Our definition of CCA security is commonly known as “IND-CCA2” in the literature, and was first introduced (in the context of public-key encryption) by Rackoff and Simon [187]. An earlier security definition, known as IND-CCA1, was introduced by Naor and Yung [170]. In IND-CCA1, the adversary is forbidden from accessing the decryption functionality after receiving a challenge ciphertext.
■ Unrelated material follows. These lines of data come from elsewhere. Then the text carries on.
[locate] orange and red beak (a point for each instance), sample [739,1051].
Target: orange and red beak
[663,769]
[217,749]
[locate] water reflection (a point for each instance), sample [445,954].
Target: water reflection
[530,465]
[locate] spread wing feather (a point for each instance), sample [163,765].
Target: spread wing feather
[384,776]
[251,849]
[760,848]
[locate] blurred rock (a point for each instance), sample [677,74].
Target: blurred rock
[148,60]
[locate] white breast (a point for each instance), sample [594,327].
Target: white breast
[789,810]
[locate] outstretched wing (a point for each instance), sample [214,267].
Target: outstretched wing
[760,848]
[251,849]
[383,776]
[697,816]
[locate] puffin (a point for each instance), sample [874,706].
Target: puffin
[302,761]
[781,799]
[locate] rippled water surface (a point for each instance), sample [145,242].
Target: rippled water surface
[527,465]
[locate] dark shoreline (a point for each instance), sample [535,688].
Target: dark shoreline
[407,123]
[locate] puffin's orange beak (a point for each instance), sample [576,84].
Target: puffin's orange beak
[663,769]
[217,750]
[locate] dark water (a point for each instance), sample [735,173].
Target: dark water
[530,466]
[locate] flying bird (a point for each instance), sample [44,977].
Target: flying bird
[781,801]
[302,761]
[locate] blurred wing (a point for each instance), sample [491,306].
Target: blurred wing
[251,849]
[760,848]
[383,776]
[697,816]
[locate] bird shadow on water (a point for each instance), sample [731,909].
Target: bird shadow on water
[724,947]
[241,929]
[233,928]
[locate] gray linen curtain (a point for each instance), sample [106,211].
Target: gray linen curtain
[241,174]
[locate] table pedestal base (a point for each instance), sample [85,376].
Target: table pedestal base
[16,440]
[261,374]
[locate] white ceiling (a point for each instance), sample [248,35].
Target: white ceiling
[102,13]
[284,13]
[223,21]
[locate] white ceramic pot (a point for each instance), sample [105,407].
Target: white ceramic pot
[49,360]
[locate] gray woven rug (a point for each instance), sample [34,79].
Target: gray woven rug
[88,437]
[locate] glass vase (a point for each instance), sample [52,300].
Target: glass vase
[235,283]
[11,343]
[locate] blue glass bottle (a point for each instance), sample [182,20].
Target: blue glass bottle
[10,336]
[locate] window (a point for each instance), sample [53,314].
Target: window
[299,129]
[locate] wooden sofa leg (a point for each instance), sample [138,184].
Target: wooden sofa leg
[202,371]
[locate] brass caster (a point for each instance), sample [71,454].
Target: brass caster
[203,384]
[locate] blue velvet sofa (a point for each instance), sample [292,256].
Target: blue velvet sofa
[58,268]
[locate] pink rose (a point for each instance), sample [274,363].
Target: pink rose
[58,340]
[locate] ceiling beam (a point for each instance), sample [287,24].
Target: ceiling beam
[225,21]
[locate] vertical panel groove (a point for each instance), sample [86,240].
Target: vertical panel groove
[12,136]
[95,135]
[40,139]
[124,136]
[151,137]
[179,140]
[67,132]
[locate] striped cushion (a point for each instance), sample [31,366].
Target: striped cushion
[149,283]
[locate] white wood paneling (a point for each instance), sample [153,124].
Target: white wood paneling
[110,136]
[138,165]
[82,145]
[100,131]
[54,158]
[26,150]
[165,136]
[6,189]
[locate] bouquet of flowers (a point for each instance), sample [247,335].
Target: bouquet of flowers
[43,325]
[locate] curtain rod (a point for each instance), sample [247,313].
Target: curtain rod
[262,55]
Katz and Yung comprehensively study a variety of security definitions for symmetric-key encryption, showing separations, equivalences, and implications among all of them [130]. Bellare, Hofheinz, and Kiltz study four natural but slightly different ways to formalize CCA security in the left-or-right paradigm, and find that not all are equivalent [19]. In any such security definition involving chosen ciphertext attacks, the libraries must handle the case that the adversary asks to decrypt one a challenge ciphertext. Exercise 9.8 explores a different approach that the library can take to handle these situations. Rogaway and Zhang propose a systematic way to address these kinds of situations in security definitions [196], not limited to just CCA security.
Gilbert, MacWilliams, and Sloane were the first to formalize the problem of symmetric-key authentication [110], for which MACs are the solution. In the paper that first introduces PRFs, Goldreich, Goldwasser, and Micali observe the natural connection between PRFs and MACs [113].
Our definition of a MAC allows the adversary to make any number of queries. In some traditional security definitions for a MAC, the adversary is allowed at most one query to . This restricted security definition is equivalent to ours, in most situations. The exception is the case of plain/weak unforgeability against a MAC scheme with noncanonical verification algorithm. Bellare, Goldreich, and Mityagin construct a contrived counterexample MAC scheme that is secure against adversaries making a single query but insecure in general [17].
Bellare and Namprempre [24] classify different ways to construct authenticated encryption from a CPA-secure encryption and a MAC. Although MAC-then-encrypt is not always secure, Krawczyk [140] showed that it is secure when the encryption method is CBC or CTR. Exercise 9.31 is from [140].
Namprempre, Rogaway, and Shrimpton [168] discuss how the encrypt-then-MAC construction is sensitive to subtleties in how the encryption and MAC components are formalized (nonce-based vs. randomized, left-or-right vs. real-or-random) and how associated data is incorporated.
Our security definition for AE is most similar to the one from Rogaway and Shrimpton [195], building on an earlier proposal of Shrimpton [207]. The idea of incorporating associated data into encryption is due to Rogaway [190].